Elucidation of the mechanism of alveolar bone regeneration by controlled release of recombinant human FGF-2

2005 Fiscal Year Final Research Report Summary

• Project/Area Number: 16591986
• Research Category: Grant-in-Aid for Scientific Research (C)
• Allocation Type: Single-year Grants
• Section: 一般
• Research Field: Surgical dentistry
• Research Institution: Niigata University
• Principal Investigator: NAGATA Masaki Niigata University, Institute of Medicine and Dentistry, Assistant professor, 医歯学系, 助手 (10242439)
• Co-Investigator(Kenkyū-buntansha): TAKAGI Ritsuon Niigata University, Institute of Medicine and Dentistry, Professor, 医歯学系, 教授 (20143795) ; TABATA Yasuhiko Kyoto University, Institute for Medical Science, Professor, 再生医科学研究所, 教授 (50211371)
• Project Period (FY): 2004 – 2005
• Keywords: alveolar bone / tissue regeneration / FGF-2 / gelatin hydrogel / controlled release / molecular biology / regenerative medicine

Research Abstract

We analyzed biological mechanism of the bone regeneration induced by controlled release of FGF2 using gelatin hydrogel in mouse. The alveolar bone regeneration model have established in 2005 supported by Grant-in-Aids for Scientific Research from JSPS. Through 7-14 days after implantation of the gelatin hydrogel, PCNA index in the periosteum of the FGF-2 released group (experimental group) was significantly higher than the control group. And hyperplastic periosteum with positive responses of alkaline phosphatase activity was observed with callus formation in the experimental group. In situ hybridization was performed using DIG-labeled cRNA probes for alkaline phosphatase, osteocalcin, osteopontin, Fgfr-1, Fgfr-2 and Runx2 to detect osteoblast maturation and distribution of the Fgfr-1, Fgfr-2 and Runx2 expression in the FGF2 induced hyperplastic periosteum. Mature osteoblast expressing osteocalcin, osteopontin and alkaline phosphatase was observed on a surface of the callus and original bone.
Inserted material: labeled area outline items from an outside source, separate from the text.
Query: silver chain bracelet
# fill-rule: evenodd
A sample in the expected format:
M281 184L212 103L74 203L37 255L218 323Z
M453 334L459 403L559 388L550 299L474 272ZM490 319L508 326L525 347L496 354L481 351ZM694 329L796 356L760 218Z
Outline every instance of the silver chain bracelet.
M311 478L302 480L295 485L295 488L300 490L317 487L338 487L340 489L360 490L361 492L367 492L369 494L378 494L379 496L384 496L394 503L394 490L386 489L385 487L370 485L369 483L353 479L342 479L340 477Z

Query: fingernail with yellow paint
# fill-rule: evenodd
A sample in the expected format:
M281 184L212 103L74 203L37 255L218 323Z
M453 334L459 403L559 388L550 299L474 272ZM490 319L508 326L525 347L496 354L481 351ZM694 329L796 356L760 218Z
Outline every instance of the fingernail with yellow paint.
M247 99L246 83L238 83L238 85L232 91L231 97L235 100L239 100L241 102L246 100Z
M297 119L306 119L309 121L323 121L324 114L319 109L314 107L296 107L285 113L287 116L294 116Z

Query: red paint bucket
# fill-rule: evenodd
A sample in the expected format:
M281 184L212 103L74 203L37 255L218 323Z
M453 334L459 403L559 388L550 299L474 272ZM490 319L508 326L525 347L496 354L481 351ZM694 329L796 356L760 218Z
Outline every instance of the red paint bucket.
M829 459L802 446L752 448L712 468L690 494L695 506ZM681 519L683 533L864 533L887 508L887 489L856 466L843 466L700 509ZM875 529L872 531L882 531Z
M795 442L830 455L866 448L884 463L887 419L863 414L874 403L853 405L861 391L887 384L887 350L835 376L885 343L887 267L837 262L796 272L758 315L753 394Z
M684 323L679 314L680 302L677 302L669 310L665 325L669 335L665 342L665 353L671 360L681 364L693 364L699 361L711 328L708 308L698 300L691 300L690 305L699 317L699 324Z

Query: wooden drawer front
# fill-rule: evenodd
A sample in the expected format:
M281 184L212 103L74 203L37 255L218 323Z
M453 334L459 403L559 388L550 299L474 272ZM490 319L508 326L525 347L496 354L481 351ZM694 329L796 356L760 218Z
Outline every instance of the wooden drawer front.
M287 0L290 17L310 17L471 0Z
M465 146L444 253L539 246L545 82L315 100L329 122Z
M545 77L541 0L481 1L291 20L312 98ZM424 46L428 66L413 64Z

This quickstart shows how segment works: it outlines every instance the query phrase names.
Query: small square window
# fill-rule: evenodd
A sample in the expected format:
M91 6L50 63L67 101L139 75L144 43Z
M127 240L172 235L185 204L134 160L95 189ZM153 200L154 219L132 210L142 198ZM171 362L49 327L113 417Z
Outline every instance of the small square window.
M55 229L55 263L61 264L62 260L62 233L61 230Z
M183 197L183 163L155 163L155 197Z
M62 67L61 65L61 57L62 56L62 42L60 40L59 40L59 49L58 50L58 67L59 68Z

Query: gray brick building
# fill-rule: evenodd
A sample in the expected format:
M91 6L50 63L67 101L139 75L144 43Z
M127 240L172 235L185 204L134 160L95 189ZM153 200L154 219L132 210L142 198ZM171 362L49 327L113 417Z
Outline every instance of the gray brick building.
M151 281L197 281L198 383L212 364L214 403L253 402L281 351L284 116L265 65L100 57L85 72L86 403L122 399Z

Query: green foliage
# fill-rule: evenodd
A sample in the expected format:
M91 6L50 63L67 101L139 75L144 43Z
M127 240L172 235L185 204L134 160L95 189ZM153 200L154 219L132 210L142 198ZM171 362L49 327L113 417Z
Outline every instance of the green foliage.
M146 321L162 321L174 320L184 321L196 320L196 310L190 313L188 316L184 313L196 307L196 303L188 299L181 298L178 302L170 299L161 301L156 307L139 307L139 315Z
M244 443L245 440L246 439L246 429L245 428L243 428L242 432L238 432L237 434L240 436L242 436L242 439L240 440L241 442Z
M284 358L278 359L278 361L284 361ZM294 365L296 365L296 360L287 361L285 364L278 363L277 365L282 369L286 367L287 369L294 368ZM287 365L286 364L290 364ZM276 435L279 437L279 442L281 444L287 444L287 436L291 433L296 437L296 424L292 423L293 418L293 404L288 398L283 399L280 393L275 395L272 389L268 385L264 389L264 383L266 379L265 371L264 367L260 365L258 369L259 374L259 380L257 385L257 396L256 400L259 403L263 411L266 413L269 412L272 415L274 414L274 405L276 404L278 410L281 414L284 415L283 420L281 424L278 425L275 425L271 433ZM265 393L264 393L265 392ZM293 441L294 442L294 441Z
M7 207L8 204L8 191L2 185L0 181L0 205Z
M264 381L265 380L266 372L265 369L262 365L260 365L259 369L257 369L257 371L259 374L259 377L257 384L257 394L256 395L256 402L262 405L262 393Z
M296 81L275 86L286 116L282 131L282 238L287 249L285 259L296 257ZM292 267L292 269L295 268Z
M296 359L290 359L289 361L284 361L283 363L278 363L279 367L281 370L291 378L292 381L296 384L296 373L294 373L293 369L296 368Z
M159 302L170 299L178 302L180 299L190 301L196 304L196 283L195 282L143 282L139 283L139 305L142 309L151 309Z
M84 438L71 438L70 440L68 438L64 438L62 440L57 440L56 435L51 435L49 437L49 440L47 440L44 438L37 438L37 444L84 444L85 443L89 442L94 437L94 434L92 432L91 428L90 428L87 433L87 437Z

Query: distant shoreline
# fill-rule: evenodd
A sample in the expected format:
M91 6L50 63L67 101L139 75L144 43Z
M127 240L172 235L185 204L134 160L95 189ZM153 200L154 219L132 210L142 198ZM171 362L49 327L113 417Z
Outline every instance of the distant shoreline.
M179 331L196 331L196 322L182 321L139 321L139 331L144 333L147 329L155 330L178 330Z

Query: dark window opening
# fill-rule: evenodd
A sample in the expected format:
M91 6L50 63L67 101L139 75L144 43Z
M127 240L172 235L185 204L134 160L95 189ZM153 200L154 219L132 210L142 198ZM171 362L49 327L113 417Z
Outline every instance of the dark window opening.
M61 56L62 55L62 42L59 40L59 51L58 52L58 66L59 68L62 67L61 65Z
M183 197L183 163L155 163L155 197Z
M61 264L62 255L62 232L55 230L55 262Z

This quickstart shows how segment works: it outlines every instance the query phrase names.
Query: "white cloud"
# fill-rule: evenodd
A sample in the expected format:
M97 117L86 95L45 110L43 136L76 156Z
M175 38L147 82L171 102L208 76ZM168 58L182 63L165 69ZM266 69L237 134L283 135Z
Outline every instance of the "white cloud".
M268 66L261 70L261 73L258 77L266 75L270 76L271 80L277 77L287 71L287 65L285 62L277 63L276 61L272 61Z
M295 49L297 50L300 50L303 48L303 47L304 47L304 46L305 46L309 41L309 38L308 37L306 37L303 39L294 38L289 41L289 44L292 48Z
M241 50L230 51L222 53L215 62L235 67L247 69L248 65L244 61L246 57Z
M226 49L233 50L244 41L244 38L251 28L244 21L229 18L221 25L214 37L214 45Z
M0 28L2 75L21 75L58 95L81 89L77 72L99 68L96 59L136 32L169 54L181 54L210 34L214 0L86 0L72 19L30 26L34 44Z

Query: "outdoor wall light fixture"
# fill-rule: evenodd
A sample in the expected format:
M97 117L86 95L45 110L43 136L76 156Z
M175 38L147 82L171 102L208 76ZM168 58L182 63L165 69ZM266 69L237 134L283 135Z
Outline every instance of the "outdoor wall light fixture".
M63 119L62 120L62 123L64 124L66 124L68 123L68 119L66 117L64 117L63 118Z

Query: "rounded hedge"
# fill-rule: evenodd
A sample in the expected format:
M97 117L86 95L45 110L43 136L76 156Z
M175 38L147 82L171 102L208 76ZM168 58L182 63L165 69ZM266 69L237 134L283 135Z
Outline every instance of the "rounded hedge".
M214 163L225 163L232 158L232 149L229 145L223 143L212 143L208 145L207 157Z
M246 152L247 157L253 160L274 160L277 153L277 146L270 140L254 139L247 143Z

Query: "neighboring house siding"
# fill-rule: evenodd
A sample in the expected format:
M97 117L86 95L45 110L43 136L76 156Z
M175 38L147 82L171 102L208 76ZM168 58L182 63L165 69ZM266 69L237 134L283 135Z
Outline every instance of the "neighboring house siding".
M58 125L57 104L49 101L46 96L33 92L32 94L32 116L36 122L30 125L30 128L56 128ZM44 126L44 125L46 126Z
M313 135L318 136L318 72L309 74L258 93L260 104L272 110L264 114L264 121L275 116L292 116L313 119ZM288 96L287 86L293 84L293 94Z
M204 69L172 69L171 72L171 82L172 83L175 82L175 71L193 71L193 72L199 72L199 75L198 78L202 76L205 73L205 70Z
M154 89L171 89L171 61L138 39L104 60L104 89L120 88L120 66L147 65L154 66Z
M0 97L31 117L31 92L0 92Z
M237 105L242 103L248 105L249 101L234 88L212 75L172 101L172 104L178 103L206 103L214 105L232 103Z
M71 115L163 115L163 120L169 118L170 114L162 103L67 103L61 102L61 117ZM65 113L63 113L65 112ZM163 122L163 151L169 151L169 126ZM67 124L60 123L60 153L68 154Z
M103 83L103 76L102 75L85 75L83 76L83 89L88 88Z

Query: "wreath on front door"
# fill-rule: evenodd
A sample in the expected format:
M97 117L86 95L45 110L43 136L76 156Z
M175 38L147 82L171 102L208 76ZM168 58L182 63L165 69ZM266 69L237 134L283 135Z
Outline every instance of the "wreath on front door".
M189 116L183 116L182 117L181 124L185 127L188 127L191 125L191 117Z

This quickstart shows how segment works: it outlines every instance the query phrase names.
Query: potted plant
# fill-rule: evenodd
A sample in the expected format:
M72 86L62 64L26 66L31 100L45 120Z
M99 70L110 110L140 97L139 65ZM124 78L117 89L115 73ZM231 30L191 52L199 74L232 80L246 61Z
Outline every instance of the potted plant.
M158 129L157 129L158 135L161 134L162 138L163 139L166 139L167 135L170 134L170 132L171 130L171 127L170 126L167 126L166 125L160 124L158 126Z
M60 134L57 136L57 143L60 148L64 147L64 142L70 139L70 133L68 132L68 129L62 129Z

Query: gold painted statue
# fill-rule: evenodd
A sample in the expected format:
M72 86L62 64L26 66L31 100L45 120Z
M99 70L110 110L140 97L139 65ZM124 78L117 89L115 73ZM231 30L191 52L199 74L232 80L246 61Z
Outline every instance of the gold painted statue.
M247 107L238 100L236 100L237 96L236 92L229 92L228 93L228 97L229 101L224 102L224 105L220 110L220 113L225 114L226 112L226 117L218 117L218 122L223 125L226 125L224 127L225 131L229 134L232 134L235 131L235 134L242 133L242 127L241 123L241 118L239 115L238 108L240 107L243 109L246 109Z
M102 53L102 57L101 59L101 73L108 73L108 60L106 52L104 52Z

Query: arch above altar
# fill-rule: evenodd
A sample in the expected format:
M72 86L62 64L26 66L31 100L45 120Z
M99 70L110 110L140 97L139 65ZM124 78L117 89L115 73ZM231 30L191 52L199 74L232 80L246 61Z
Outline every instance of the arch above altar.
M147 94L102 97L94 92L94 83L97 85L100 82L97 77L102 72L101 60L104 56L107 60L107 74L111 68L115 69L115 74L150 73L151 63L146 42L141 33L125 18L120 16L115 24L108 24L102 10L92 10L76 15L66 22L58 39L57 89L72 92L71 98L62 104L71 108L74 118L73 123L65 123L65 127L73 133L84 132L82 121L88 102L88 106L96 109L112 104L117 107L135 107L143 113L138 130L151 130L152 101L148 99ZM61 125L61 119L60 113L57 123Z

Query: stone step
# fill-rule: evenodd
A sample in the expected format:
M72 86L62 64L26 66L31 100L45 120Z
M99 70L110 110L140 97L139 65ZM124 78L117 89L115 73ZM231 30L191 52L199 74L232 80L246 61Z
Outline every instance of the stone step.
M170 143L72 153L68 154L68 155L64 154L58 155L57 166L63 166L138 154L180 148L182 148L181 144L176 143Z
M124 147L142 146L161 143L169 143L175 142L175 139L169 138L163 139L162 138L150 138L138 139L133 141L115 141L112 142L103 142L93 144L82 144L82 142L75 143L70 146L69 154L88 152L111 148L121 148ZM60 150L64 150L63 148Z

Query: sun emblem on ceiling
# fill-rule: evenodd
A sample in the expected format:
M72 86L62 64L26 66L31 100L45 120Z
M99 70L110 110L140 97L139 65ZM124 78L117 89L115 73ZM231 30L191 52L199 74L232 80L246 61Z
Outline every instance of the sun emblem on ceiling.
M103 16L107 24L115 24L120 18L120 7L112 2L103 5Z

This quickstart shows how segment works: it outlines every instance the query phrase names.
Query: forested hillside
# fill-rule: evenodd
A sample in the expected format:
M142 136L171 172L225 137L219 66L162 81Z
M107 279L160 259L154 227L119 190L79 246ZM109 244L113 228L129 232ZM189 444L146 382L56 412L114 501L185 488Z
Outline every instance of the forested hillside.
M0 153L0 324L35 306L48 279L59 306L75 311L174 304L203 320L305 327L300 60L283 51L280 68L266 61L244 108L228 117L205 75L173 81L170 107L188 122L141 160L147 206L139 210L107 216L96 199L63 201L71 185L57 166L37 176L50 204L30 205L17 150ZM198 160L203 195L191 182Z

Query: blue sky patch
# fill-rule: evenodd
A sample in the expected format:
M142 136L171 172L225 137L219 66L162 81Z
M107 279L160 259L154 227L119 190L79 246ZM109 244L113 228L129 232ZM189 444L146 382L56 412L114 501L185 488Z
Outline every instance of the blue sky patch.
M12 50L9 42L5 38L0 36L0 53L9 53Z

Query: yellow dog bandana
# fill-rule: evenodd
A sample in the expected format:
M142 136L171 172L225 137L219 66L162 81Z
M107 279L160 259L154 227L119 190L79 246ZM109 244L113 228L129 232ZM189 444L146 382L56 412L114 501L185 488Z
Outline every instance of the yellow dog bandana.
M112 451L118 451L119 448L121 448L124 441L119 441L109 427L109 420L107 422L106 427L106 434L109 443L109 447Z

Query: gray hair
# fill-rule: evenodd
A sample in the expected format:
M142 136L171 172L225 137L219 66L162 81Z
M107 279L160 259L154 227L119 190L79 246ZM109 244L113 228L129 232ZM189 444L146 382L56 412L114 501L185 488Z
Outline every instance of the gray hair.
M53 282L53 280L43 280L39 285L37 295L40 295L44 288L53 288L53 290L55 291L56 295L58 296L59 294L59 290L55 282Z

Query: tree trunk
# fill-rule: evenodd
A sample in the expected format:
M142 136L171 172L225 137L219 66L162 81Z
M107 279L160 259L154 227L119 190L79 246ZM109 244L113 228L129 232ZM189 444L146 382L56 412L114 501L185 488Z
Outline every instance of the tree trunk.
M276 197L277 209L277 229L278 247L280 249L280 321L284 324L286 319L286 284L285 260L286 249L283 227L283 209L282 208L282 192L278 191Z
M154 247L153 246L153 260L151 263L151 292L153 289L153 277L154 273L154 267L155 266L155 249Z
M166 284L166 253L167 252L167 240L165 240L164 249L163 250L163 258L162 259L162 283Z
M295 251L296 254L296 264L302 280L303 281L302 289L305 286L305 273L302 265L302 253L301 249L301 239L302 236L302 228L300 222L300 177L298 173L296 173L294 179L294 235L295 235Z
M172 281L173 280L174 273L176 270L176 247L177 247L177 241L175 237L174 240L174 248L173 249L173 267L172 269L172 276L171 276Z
Beside, immature osteoblast expressing only alkaline phosphatase showed widespread distribution in the periosteum. Whereas, Fgfr-1 and Fgfr-2 signal were greater in mature osteoblast than immature osteoblast, and some spindle shaped Cells out of the periosteum also expressed Fgfr-1, Fgfr-2. Runx2 was colocalyzed in periosteum with the signals of Fgfr-1 and Fgfr-2. Furthermore, expression level of these genes in laser micro-dissected periosteum were analyzed by real time RT-PCR. In experimental group, Runx2, osteocalcin, osteopontin and alkaline phosphatase expression were significantly higher than control group. Fgfr-1 and Fgfr-2 expression level were also higher in the experimental group than those of the control group. It can be concluded that controlled release of FGF2 in periosteum promotes additive bone regeneration through callus formation as a result of anabolic effects of FGF2 not merely promoting osteogenic cell proliferation but also enhancement of bone matrix production. Moreover, in this study we showed that FGF2 up-regulates Runx2 expression revel in the tissue as with osteocalcin, osteopontin and alkaline phosphatase expression contrary to results of previous in vitro experiment reports.